Bonifacius Colyn war verheiratet mit Barbara von Bree (n. 1534–1609), Tochter des Mühlenbesitzers Johann von Bree. Beide zusammen hatten sie eine Tochter und einen Sohn, Bonifacius der Jüngere. Dieser war verheiratet mit Adelheid von Siegen und war auch der letzte Besitzer der Burg Linzenich, die sich seit 1472 in Familienbesitz befand.

Literatur

  • Luise Freiin von Coels: Die Schöffen des Königlichen Stuhls von Aachen von der frühesten Zeit bis zur endgültigen Aufhebung der reichsstädtischen Verfassung 1798. Kapitel 245, Seite 303–310; Urkundliche Beiträge zur Geschichte ihres Lebens und Wirkens in: Zeitschrift des Aachener Geschichtsvereins, Heft 50, Aachen, 1928.
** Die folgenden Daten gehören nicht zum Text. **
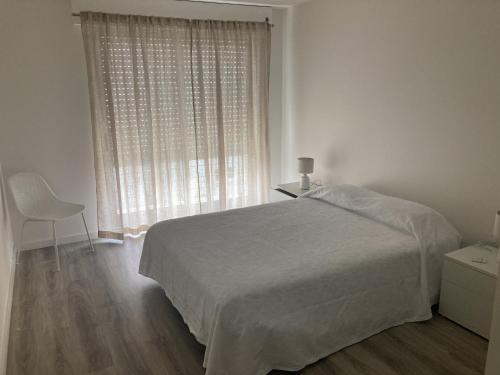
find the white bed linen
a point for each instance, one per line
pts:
(282, 285)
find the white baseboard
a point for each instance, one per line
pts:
(60, 240)
(4, 340)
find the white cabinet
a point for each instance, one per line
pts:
(468, 287)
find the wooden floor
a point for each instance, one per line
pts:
(98, 316)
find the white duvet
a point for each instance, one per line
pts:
(282, 285)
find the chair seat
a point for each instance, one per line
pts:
(55, 210)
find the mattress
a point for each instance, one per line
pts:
(281, 285)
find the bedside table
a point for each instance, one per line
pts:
(292, 189)
(468, 288)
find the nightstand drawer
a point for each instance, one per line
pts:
(466, 307)
(469, 279)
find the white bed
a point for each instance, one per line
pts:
(282, 285)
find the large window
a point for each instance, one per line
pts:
(179, 112)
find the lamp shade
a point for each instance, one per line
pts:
(306, 165)
(496, 228)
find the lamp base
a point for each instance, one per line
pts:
(304, 182)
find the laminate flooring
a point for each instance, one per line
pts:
(99, 316)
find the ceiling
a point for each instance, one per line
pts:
(272, 3)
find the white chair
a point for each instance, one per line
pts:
(36, 201)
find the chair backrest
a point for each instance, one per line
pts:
(30, 192)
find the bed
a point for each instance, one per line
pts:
(282, 285)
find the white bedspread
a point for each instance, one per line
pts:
(282, 285)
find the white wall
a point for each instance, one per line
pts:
(403, 97)
(44, 123)
(7, 270)
(44, 110)
(493, 359)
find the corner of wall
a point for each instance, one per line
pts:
(5, 327)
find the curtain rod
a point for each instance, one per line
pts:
(267, 18)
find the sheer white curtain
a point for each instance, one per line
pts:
(179, 115)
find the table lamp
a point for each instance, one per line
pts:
(306, 166)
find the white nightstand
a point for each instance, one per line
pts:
(468, 288)
(292, 189)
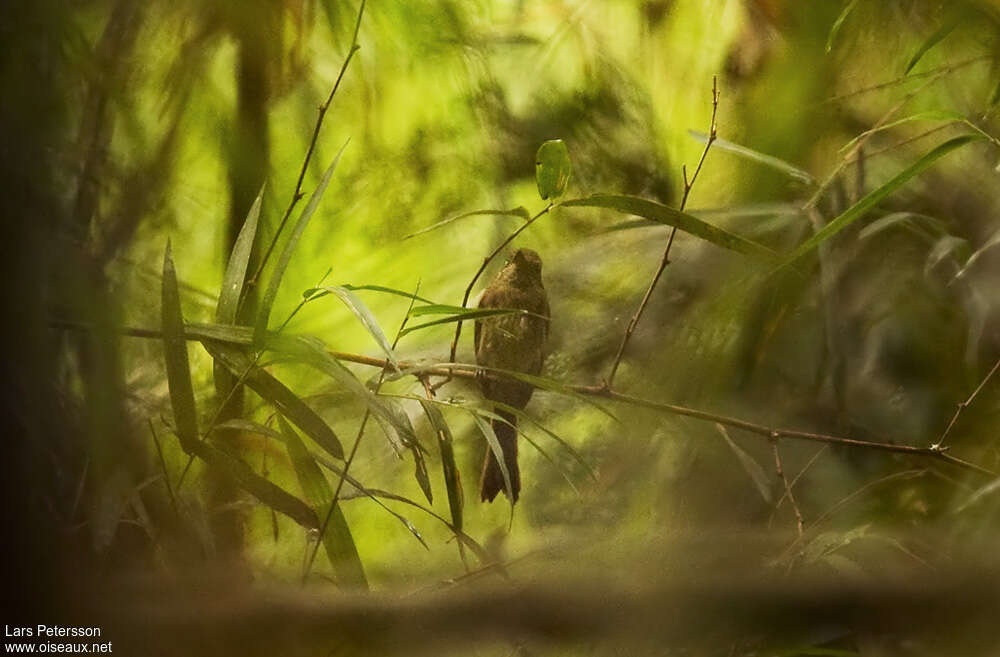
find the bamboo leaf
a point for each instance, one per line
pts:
(778, 164)
(671, 217)
(275, 392)
(452, 479)
(267, 302)
(875, 197)
(176, 357)
(364, 315)
(338, 541)
(519, 211)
  • Karl Franz Meyer: Achensche Geschichten, Aachen, 1781
  • Friedrich Haagen: Geschichte Aachens, 2. Teil, Aachen, 1874
  • Walter Schmitz: Möglichkeiten und Grenzen der Toleranz im späten 16. Jahrhundert, Bonifacius Colin als katholischer Bürgermeister im protestantischen Rat der Reichsstadt Aachen (1582–1598), in: Zeitschrift des Aachener Geschichtsvereins 1990/91, S. 149–164.